The Chatsubo was a bar for professional expatriates; you could drink there for a week and never hear two words in Japanese.
Zaibatsu: a group of large Japanese corporations usually controlled by the members of the same family. The term “zaibatsu” was mostly used before the Second World War. After the war most of the Japanese economy had to be rebuilt from scratch and “keiretsus” appeared. “Keiretsus” are similar to “zaibatsus” but are not centralized and controlled by a single family. William Gibson uses the term “zaibatsu” to express the large power of the monopolies that Japanese multinationals have in the future he imagines.
Kirin: a Japanese beer brand.
Ratz was tending bar, his prosthetic arm jerking monotonously as he filled a tray of glasses with draft Kirin.
Fuji electric Company: a Japanese company founded in 1923 as a spin-off of the Furukawa zaibatsu.
Tokyo for the glare of the television sky, not even the towering hologram logo of the Fuji Electric Company, and the Tokyo Bay
Shinjuku: one of the main neighborhoods in Tokyo. It has a secondary role in Neuromancer.
He punched a Tokyo number in Shinjuku. A woman answered, something in Japanese.
Ono-Sendai: in the novel it is a Japanese corporation that manufactures cyberdecks. In Japanese “Ono” means axe, and Sendai is the name of a prefecture in the northeast coast of Japan.
Pachinko パチンコ: a kind of Japanese arcade game.
Yakitori 焼き鳥: skewers.
He bought yakitori on skewers and two tall waxy cartons of beer. Glancing up at the holograms,..
Sarariman サラリーマン: businessman or businesswoman employed by a corporation.
The Finn, in a new Shinjuku suit, sarariman black, was waiting sourly
Mitsubishi-Genentech: William Gibson imagines a future in which the multinational Mitsubishi has taken over the American company Genentech.
Gaijin 外人: means “foreigner”. It literally means something like “person from outside”.
Yakuza ヤクザ: the largest Japanese crime organization. The Japanese mafia.
You’re Yak, aren’t you, Lupus? Gaijin soldierman for the Yakuza.
Bosozoku 暴走族: Japanese urban tribe associated with customized motorbikes.
Shuriken 手裏剣: sharp metal stars used by ninjas in Japan. Case, the main character in the novel, is fascinated by shuriken.
Case pulled the shirt over his head. He saw the shuriken on the bed, lifeless metal, his star.
Manriki o Kusari-fundo 鎖分銅: a metal chain used in feudal Japan as a combat weapon.
Street Samurai 侍: the samurai were the soldiers in medieval Japan. They usually worked for a daimyo (feudal lord). The samurai that were left without a daimyo became “ronin”. William Gibson uses the term “Street Samurai” to refer to mercenary criminals with improved/upgraded bodies.
Ninja 忍者: mercenaries in medieval Japan specialized in espionage, sabotage and murder.
The ninja produced a credit chip and keyed Smith that amount out of a numbered Swiss account.
Hosaka: a Japanese last name. In the novel it is one of the most well-known computer manufacturers.
Your boss wiped the bank on that other Hosaka, and damn near took ours with it. But your pal Wintermute put me on to something.
JAL: Japan Air Lines, a Japanese airline. In the novel the main characters travel from Paris to Freeside in a shuttle operated by JAL.
Koto 琴: a Japanese string musical instrument.
He listened to the piped koto music and waited.
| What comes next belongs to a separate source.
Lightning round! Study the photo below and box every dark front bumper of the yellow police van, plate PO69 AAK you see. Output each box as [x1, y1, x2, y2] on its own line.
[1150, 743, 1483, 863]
Sanpaku 三白: it literally means three 三 whites 白. It is used to describe the eyes positioned in such a way that the iris does not touch the bottom eyelid, while the bottom of the white part of the eye (sclera) is visible.
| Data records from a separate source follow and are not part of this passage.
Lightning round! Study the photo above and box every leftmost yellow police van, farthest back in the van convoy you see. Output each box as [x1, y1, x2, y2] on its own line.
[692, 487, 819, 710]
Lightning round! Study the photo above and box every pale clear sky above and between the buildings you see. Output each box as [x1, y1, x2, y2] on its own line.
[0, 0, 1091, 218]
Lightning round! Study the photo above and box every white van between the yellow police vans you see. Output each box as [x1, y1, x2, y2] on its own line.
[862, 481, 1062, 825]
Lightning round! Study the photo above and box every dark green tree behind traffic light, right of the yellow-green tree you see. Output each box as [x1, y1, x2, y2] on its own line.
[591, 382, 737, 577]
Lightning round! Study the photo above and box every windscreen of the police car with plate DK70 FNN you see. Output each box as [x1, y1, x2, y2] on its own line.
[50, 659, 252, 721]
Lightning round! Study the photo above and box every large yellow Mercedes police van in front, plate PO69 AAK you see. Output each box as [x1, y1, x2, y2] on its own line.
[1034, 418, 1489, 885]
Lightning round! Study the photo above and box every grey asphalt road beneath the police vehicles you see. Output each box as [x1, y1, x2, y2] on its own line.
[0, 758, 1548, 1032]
Sure. A millimeter of white showed beneath each of her pupils. Sanpaku. You watch your back, man.
Origami 折り紙: it literally means “to fold paper” (折り: fold, 紙: paper) in Japanese. Origami cranes are considered a symbol of peace associated with antinuclear campaigns in Japan. A coincidence with Blade Runner?
Case stooped and picked it up. An origami crane.
The sky above the port was the color of television, tuned to a dead channel.